18.
Mimic (Netflix Instant)
In many ways,
Mimic is a forgotten film. Its star, Mira Sorvino, seemed to have disappeared. Wondering "whatever happened to Mira Sorvino" led me to Google her, and of course the second auto-fill Google suggestion is "Mira Sorvino feet." Thanks, Internet. The last major movie that featured Mira Sorvino that I can remember was Antoine Fuqua's
The Replacement Killers, Chow Yun-Fat's first Hollywood film. Then, I wondered if Jenna Fischer managed to steal Mira Sorvino's face, body, soul, and career, which would explain Sorvino's disappearance from the limelight.
Mimic also seems like a forgotten film because it's the one filim directed by Guillermo del Toro that no one brings up even though it doesn't have the lowest rating on Rotten Tomatoes (
Mimic is at 61%, while
Blade II, which is more fondly remembered, is at 59%) or Metacritic (
Mimic is at 55, while
Blade II is at 52). Maybe no one brings it up because the released version wasn't del Toro's final cut, which had to wait until 2011. Maybe it's forgotten because it was followed by lackluster direct-to-video sequels.
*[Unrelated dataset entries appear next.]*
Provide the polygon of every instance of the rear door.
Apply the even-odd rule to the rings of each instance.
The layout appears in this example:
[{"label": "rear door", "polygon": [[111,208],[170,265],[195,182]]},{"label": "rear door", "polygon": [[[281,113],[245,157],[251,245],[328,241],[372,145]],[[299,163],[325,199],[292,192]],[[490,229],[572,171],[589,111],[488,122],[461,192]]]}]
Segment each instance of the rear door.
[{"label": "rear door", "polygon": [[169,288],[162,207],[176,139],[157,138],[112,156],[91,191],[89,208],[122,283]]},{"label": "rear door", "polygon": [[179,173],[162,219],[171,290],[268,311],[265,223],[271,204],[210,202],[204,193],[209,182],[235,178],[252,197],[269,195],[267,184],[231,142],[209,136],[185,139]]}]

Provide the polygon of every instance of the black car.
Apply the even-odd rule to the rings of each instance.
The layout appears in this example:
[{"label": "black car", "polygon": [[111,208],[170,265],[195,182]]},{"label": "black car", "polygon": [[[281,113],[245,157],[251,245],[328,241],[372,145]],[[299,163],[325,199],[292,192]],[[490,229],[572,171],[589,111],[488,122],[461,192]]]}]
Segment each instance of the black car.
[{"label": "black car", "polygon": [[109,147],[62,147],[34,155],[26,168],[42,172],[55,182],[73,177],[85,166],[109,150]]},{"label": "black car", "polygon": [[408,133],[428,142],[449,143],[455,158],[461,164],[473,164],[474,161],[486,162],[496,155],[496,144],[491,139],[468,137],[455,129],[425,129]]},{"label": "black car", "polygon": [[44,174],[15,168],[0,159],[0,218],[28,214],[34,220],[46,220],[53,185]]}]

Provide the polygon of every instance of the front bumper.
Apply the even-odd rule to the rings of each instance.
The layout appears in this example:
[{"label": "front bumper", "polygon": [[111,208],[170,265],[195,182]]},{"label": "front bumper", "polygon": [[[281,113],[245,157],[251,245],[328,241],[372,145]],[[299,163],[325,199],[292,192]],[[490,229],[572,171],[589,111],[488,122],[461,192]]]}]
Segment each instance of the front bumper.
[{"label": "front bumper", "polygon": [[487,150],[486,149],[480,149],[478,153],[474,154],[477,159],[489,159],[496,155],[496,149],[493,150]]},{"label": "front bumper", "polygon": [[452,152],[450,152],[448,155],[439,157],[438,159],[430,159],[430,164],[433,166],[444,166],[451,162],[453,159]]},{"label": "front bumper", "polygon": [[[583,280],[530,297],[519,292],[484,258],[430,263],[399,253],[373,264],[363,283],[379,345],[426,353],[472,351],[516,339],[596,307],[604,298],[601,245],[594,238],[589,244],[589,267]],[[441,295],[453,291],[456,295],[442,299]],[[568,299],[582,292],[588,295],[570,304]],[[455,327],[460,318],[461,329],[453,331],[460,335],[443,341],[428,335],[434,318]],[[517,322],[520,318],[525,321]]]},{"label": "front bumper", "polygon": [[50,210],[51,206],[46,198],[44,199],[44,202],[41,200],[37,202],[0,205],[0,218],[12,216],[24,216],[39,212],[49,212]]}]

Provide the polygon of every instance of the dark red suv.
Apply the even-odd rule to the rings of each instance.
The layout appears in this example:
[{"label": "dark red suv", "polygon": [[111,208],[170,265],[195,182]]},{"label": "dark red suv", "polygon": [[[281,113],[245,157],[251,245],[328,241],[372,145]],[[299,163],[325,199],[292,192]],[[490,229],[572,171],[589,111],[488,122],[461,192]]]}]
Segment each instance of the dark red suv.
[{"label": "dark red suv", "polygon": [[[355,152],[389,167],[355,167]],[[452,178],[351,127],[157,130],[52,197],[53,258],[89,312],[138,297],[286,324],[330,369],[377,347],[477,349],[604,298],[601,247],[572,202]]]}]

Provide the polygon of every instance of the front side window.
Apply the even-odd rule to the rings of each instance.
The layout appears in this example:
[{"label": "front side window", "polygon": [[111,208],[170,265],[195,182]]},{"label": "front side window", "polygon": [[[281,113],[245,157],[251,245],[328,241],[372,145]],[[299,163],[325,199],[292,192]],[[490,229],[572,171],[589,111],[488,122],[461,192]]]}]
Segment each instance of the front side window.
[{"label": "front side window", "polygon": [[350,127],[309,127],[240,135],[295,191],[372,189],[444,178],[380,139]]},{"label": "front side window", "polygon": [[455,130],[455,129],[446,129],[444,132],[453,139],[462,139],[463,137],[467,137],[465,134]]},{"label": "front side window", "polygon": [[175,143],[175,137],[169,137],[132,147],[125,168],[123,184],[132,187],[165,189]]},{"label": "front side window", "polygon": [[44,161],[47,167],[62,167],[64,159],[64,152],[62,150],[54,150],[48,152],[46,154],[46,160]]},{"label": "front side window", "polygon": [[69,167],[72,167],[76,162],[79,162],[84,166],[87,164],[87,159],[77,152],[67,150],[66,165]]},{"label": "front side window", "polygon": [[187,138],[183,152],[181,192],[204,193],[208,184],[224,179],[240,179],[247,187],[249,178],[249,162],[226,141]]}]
However, if that were the case,
Tremors and
Hellraiser (and, if I can be heretical, even
Night of the Living Dead, given what Romero turned out with
Diary of the Dead and
Survival of the Dead) would be forgotten too.
Mimic has the hallmarks of a del Toro film: he brought the fascination with bugs, the clockwork machine, and the old man and boy combination from
Cronos, the film he made before
Mimic; he has the creepy child that he would use in
The Devil's Backbone and
Pan's Labyrinth; he has the intricately designed labs from
Hellboy and
Pacific Rim. It has some of del Toro's trademark visual punch, but it feels scattershot, like del Toro was trying to mimic what Ridley Scott did in
Alien rather than making the film his own.
The film does pay off its tension contraptions very nicely. We see the film set up an autistic boy who can imitate the monster's distinctive footsteps with two spoons. We know it's only a matter of time until he's alone and attracts the monster's attention; either one of the adult protagonists will save him, or he'll be another casualty. And the film had already established that it wasn't squeamish about killing children by the time that the boy does get the monster's attention.
The scariest part of the film is actually the prologue, when Sorvino's character is led around a hospital filled with children who are suffering from "Strickler's Disease," which seems like polio that's spread by cockroaches. Roaches vastly outnumber humans in New York City, and del Toro plays with the idea that they're omnipresent disease vectors that disproportionately affect children, the most vulnerable members of the human colony, to set up the stakes. But it's the measure that the CDC takes that's frightening; even if we effectively eradicate cockroaches in New York City, how does that affect the city's ecosystem? Cockroaches feed on decaying organic matter, which frees up the nitrogen to return to the soil. Would anyone be so short-sighted or desperate enough to consider eliminating an essential part of the ecosystem to fight a disease? Who gets to make that choice?
The parts of the film that are meant to frighten are frankly to dark to effectively give the viewer a sense of the horror. It's one thing to obscure the horror and leave it to the viewer's imagination, but it's another to make the film so dark that your imagination has nothing to work with to start filling in the gaps so we can scare ourselves. There are a few jump scares, but if everything is dark, nothing is dark enough to scare. It's too uniformly dark, so it becomes dull instead.